TF-IDF stands for Term Frequency - Inverse Document Frequency. It consists of two components:

Term Frequency (TF)
Inverse Document Frequency (IDF)

Before we move forward, let’s understand these components in detail:

Term Frequency (TF)

This calculates the number of times a word appears in a document divided by the total number of words in that document. Every document has its own term frequency. The formula is:

$$TF(t) = \frac{{\text{{Number of times term t appears in a document}}}}{{\text{{Total number of terms in the document}}}}$$

Let’s say we have a document containing 100 words where the word ‘cat’ appears 3 times. The term frequency for ‘cat’ is then (3 / 100) = 0.03.
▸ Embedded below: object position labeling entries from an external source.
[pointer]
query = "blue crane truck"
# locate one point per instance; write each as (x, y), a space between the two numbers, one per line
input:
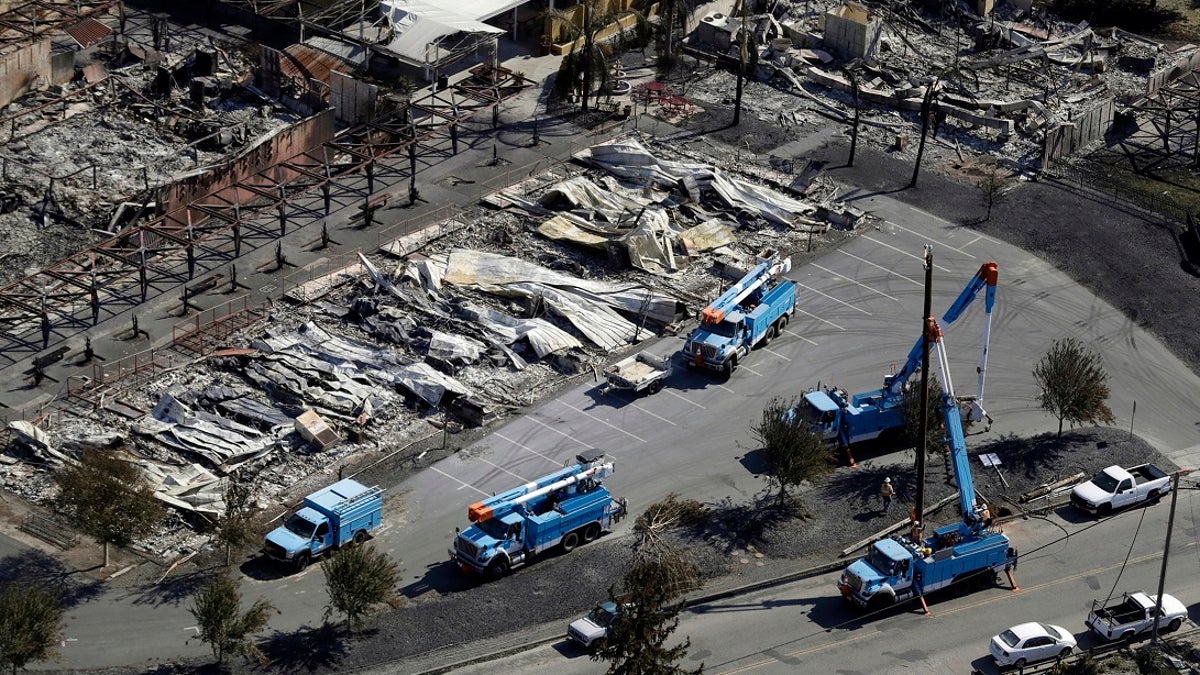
(751, 312)
(852, 418)
(329, 519)
(564, 508)
(966, 554)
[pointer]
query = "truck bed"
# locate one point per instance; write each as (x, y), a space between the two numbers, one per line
(1120, 614)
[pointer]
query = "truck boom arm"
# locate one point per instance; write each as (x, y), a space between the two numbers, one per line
(761, 274)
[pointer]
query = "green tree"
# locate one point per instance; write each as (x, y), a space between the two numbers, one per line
(795, 453)
(654, 585)
(1073, 384)
(235, 526)
(107, 497)
(358, 579)
(910, 402)
(30, 625)
(223, 625)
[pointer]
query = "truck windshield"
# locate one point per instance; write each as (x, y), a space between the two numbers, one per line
(493, 529)
(1105, 482)
(881, 562)
(299, 526)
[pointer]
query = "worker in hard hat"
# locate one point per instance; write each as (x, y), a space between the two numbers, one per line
(887, 493)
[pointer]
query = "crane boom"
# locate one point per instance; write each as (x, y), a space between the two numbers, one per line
(959, 458)
(985, 278)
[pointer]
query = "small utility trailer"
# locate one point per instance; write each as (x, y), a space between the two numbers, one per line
(640, 372)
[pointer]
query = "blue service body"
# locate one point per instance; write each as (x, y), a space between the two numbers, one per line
(750, 312)
(567, 508)
(329, 519)
(853, 418)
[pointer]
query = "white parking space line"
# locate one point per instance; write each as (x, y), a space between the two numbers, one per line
(527, 448)
(798, 335)
(461, 484)
(821, 320)
(684, 399)
(769, 351)
(892, 272)
(834, 299)
(652, 414)
(856, 282)
(534, 419)
(886, 245)
(523, 479)
(606, 423)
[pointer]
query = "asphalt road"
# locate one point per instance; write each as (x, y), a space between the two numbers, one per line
(859, 310)
(807, 627)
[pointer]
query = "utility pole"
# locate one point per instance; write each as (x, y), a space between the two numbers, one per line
(918, 512)
(1167, 549)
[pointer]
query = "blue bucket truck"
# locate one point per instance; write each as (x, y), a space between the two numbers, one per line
(564, 508)
(751, 312)
(966, 554)
(329, 519)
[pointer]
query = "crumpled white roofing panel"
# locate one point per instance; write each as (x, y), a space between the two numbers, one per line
(545, 338)
(629, 159)
(588, 300)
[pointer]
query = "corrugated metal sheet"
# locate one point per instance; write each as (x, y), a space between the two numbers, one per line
(303, 61)
(89, 31)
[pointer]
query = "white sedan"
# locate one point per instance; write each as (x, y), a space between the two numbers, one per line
(1031, 641)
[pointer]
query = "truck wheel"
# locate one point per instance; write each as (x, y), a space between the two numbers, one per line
(498, 568)
(570, 541)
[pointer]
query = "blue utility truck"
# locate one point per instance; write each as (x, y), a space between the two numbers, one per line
(330, 518)
(563, 508)
(749, 314)
(966, 554)
(852, 418)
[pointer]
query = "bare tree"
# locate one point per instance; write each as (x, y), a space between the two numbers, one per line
(107, 497)
(927, 106)
(1073, 384)
(851, 71)
(993, 186)
(30, 625)
(223, 625)
(793, 451)
(358, 579)
(648, 609)
(235, 526)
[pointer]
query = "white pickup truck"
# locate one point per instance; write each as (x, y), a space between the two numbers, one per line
(1133, 615)
(1117, 488)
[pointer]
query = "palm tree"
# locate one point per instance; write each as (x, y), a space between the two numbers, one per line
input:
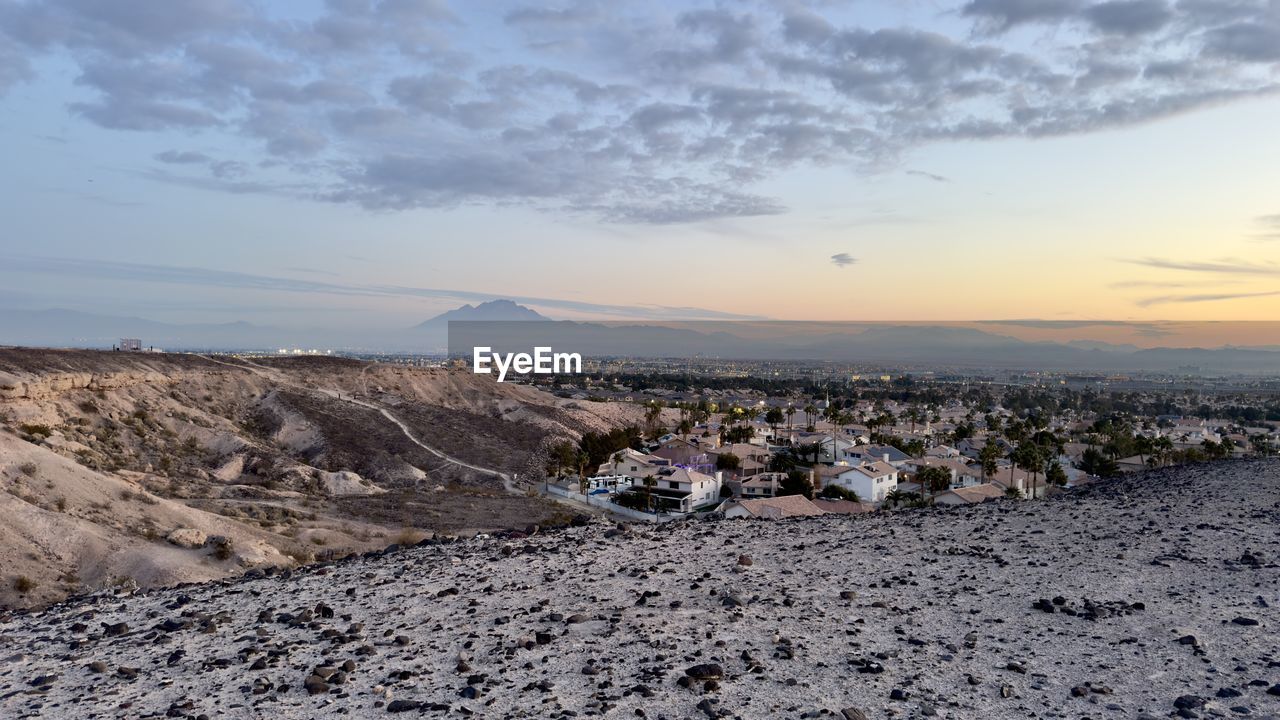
(581, 459)
(987, 459)
(892, 499)
(833, 417)
(1143, 445)
(649, 483)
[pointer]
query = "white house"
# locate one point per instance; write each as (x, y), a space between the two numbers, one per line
(680, 490)
(872, 482)
(961, 475)
(766, 484)
(970, 495)
(878, 452)
(772, 507)
(634, 464)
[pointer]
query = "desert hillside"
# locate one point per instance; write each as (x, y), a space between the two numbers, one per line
(150, 469)
(1146, 597)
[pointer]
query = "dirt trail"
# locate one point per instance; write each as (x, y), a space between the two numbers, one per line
(507, 483)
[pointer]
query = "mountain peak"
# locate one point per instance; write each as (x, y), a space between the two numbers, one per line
(490, 310)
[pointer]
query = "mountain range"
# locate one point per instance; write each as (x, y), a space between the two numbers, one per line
(507, 326)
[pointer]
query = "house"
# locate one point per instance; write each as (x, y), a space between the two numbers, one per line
(685, 454)
(827, 442)
(766, 484)
(972, 447)
(969, 495)
(872, 482)
(1018, 478)
(680, 490)
(772, 507)
(1133, 464)
(634, 464)
(753, 458)
(842, 506)
(880, 452)
(961, 474)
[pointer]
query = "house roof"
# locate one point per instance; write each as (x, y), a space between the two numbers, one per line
(785, 506)
(977, 493)
(895, 455)
(842, 506)
(876, 469)
(949, 463)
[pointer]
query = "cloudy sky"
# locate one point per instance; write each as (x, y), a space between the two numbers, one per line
(373, 163)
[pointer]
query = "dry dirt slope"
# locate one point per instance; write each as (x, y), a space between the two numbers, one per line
(104, 455)
(1144, 597)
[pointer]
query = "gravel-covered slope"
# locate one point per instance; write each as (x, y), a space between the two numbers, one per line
(1144, 597)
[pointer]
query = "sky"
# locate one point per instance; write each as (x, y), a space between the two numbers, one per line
(362, 163)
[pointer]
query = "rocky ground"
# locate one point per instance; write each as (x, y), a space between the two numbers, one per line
(104, 456)
(1143, 597)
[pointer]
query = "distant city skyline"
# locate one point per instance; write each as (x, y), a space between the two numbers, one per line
(374, 163)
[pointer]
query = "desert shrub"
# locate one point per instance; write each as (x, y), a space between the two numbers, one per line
(223, 548)
(301, 556)
(36, 429)
(408, 536)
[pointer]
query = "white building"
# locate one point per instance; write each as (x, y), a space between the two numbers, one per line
(680, 490)
(872, 482)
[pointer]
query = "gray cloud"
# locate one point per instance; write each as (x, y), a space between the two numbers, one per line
(1205, 297)
(1270, 227)
(1228, 267)
(1130, 17)
(182, 158)
(237, 281)
(1255, 42)
(928, 176)
(667, 118)
(1004, 14)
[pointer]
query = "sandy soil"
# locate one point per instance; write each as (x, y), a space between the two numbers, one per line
(1146, 597)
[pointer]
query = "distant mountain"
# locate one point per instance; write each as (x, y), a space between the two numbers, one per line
(72, 328)
(1101, 345)
(494, 310)
(513, 328)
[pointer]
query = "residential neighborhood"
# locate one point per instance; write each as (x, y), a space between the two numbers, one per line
(871, 449)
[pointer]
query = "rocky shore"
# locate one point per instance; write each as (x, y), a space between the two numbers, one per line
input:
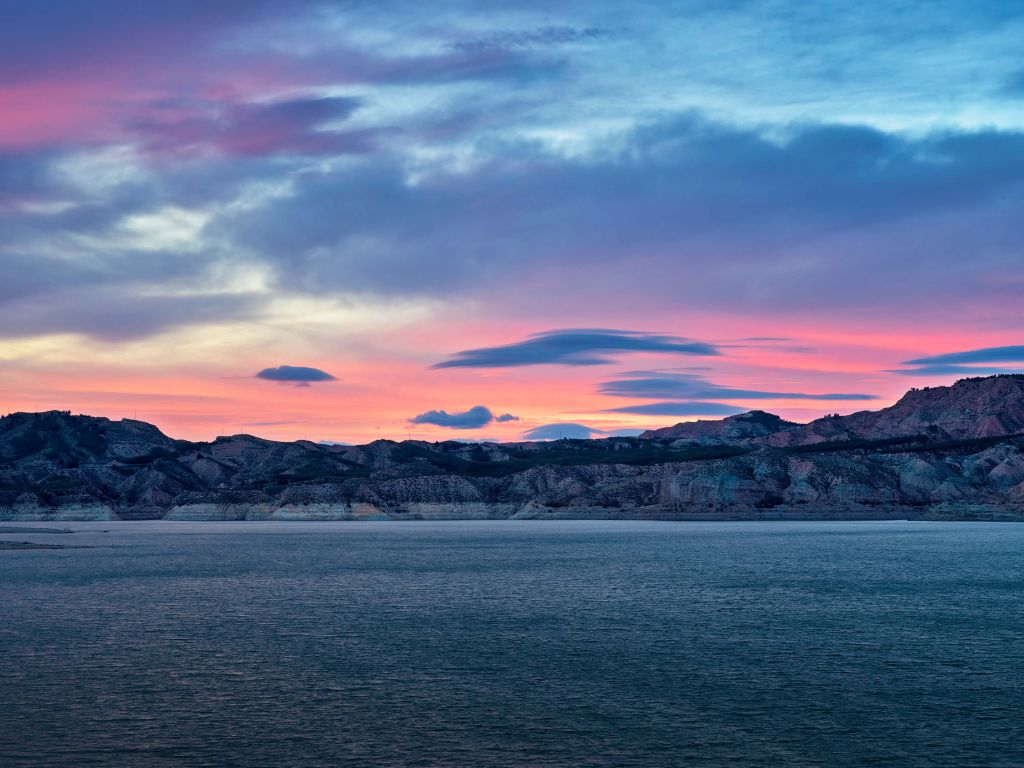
(944, 453)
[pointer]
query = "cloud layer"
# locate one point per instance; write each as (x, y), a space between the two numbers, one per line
(474, 418)
(694, 387)
(576, 347)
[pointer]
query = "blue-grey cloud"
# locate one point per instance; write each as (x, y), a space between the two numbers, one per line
(657, 385)
(1013, 353)
(679, 409)
(950, 370)
(558, 431)
(295, 375)
(1014, 86)
(576, 347)
(676, 211)
(292, 126)
(474, 418)
(540, 37)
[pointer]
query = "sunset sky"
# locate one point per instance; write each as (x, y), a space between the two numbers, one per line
(349, 220)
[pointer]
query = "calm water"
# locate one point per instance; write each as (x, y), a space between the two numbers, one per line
(515, 644)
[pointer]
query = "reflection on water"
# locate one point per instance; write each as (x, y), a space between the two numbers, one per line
(514, 644)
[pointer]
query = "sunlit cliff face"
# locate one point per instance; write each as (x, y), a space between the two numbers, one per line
(346, 221)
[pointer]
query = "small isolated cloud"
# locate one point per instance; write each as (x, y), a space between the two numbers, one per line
(679, 409)
(298, 375)
(476, 417)
(678, 386)
(576, 347)
(625, 432)
(1013, 353)
(558, 431)
(967, 363)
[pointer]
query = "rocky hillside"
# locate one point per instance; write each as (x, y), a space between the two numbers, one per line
(946, 452)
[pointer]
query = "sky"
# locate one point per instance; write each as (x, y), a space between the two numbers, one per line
(470, 220)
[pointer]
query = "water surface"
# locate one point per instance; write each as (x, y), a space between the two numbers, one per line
(515, 644)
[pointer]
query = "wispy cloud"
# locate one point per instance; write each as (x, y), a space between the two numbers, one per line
(1014, 353)
(474, 418)
(967, 363)
(576, 347)
(679, 409)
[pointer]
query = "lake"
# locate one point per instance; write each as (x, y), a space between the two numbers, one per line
(514, 643)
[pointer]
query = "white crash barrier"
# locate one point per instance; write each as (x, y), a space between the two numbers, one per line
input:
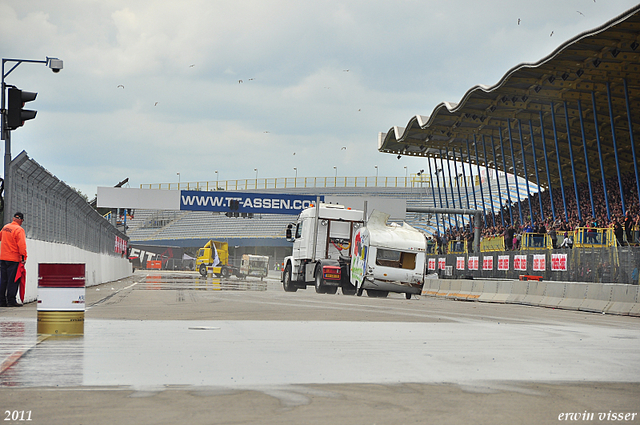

Inverse Document Frequency (IDF)

This measures how important a term is. While computing TF, all terms are considered equally important. However, it is known that certain terms, such as “is”, “of”, and “that”, may appear a lot of times but have little importance. Thus we need to weigh down the frequent terms while scaling up the rare ones, by computing the following:

$$IDF(t) = \log_{e}\left(\frac{{\text{{Total number of documents}}}}{{\text{{Number of documents with term t in it}}}}\right)$$

For example, let’s assume we have 10,000 documents and the word ‘cat’ appears in 100 of these. Then, the Inverse Document Frequency, i.e., IDF, of ‘cat’ is log(10,000 / 100) = 2.

Combining these together

The TF-IDF weight is the product of these quantities:

$$TF-IDF(t) = TF(t) \times IDF(t)$$

So, for a term ’t’ in a document, the TF-IDF score is the product of its term frequency in the document and its inverse document frequency across the entire document corpus.

This numeric score is used to reflect how important a word is to a document in the corpus. The higher the TF*IDF score, the more important that term is to that document.

What is Word2Vec?

Word2Vec is a method to construct such an embedding. It can be obtained using two methods (both involving Neural Networks): Skip Gram and Common Bag Of Words (CBOW).

Word2Vec represents words in a vector space where similar words are grouped together. This means words sharing similar contexts are located close to each other in the space. The beauty of Word2Vec is that it captures the semantic relationship between words.

Word2Vec models require a lot of text, so we’ll use the pre-trained Word2Vec model which Google trained on Google News dataset.

from gensim.models import Word2Vec
from sklearn.decomposition import PCA
import matplotlib.pyplot as plt

sentences = [['I', 'love', 'to', 'play', 'football'], 
             ['He', 'loves', 'to', 'play', 'basketball'], 
             ['Basketball', 'is', 'his', 'favorite']]

# train model
model = Word2Vec(sentences, min_count=1)

# fit a 2d PCA model to the vectors
X = model[model.wv.vocab]
pca = PCA(n_components=2)
result = pca.fit_transform(X)

# create a scatter plot of the projection
plt.scatter(result[:, 0], result[:, 1])
words = list(model.wv.vocab)
for i, word in enumerate(words):
    plt.annotate(word, xy=(result[i, 0], result[i, 1]))
plt.show()

Conclusion

In summary, both TF-IDF and Word2Vec provide robust and more sophisticated ways to represent human language numerically. By recognizing the significance of words (TF-IDF) or by understanding the context and semantic relationships between words (Word2Vec), these techniques offer more than just a simple bag of words. They form the backbone of various advanced NLP tasks such as semantic search, sentiment analysis, and even dialogue systems for conversational AI.